I don’t have air conditioning. My kids tend to leave the door open summer and winter. I haven’t been checking long, but the relative humidity in my house has been between 50 and 60% for the last several weeks—since I got the gauge. I really do not expect it to vary that much through the winter with basement walls and floor that let a little humidity in, tracked-in snow, adults and teenagers showering and even an outside furnace vent to let outside air in which removes condensation from the windows. If I worked with 6% dried wood and if I even knew where to get it for sure, wouldn’t its expansion be the same sort of potential problem in my 12% environment?

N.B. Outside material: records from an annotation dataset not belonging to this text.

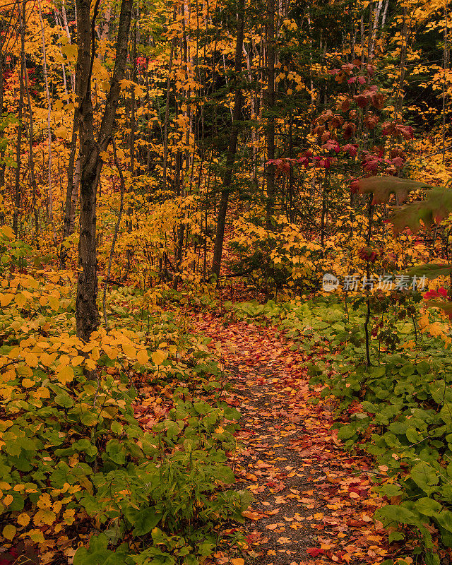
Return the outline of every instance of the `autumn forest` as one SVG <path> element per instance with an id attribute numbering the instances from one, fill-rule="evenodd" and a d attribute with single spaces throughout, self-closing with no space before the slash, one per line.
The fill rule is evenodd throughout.
<path id="1" fill-rule="evenodd" d="M 0 565 L 452 565 L 451 7 L 0 0 Z"/>

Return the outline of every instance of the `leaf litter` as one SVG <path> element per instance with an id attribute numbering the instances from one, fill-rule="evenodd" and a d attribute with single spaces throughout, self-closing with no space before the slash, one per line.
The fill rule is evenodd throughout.
<path id="1" fill-rule="evenodd" d="M 372 461 L 342 448 L 331 430 L 334 405 L 320 398 L 323 387 L 309 386 L 306 364 L 321 357 L 321 347 L 309 355 L 294 351 L 273 327 L 225 324 L 211 314 L 196 326 L 220 352 L 232 386 L 226 400 L 242 414 L 231 464 L 237 488 L 254 496 L 243 513 L 246 562 L 378 564 L 395 557 L 373 518 L 383 501 L 371 489 Z M 232 562 L 222 552 L 215 557 Z"/>

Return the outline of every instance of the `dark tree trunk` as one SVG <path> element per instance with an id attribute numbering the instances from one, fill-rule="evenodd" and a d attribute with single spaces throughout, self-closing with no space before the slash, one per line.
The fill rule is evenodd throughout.
<path id="1" fill-rule="evenodd" d="M 267 160 L 275 158 L 275 0 L 267 4 Z M 267 229 L 273 229 L 275 210 L 275 165 L 267 165 Z"/>
<path id="2" fill-rule="evenodd" d="M 239 136 L 239 121 L 243 106 L 243 97 L 242 95 L 242 61 L 243 51 L 243 35 L 244 26 L 244 0 L 239 0 L 237 6 L 237 35 L 235 44 L 235 80 L 237 83 L 235 87 L 234 97 L 234 112 L 232 114 L 232 124 L 229 138 L 229 145 L 226 155 L 226 170 L 223 177 L 222 188 L 221 190 L 221 199 L 218 207 L 218 218 L 217 220 L 217 233 L 215 239 L 213 249 L 213 263 L 212 264 L 212 273 L 220 276 L 221 268 L 221 256 L 225 239 L 225 225 L 226 224 L 226 213 L 227 212 L 227 203 L 230 185 L 232 182 L 232 172 L 234 161 L 237 153 L 237 138 Z"/>
<path id="3" fill-rule="evenodd" d="M 127 61 L 127 45 L 132 12 L 132 0 L 122 0 L 116 45 L 114 69 L 105 102 L 97 141 L 95 139 L 91 72 L 95 56 L 95 20 L 99 2 L 90 18 L 90 0 L 77 0 L 76 72 L 78 102 L 78 133 L 80 136 L 80 241 L 76 320 L 77 335 L 88 340 L 97 328 L 99 314 L 96 249 L 96 195 L 102 162 L 100 153 L 107 150 L 112 139 L 113 125 Z"/>
<path id="4" fill-rule="evenodd" d="M 20 147 L 22 143 L 22 132 L 23 131 L 23 73 L 25 61 L 25 4 L 23 4 L 23 11 L 20 13 L 19 8 L 19 25 L 20 28 L 20 75 L 19 78 L 19 107 L 18 108 L 18 126 L 17 138 L 16 143 L 16 158 L 17 166 L 16 167 L 16 178 L 14 182 L 14 212 L 13 213 L 13 230 L 17 235 L 18 231 L 18 218 L 20 215 L 20 203 L 22 200 L 22 188 L 20 186 Z"/>

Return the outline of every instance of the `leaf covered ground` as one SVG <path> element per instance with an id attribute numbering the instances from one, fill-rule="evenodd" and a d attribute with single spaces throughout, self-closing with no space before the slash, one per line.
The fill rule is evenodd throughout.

I do definitely agree that setting the pitch in softwoods and killing the varmints in everything is important. Drying to 6% just doesn’t seem always that appropriate. And my daughter's 160-year-old house, where the wood never saw a kiln from inside or outside is still standing, water-powered, reciprocating sawn wood and all. Isn't knowing that movement is going to happen the most important thing?
Gene Wengert, forum technical advisor
Gene Wengert, forum technical advisor
Comment from contributor A:
I have air dried lumber in a open shed for around 20 years. It gets to 12% here in MN. Then I resticker it in a small room with a dehumidifier running in the summer and a wood stove in the winter. It gets down to 6% in about 2-3 weeks for the 1 inch; 2 inch takes longer.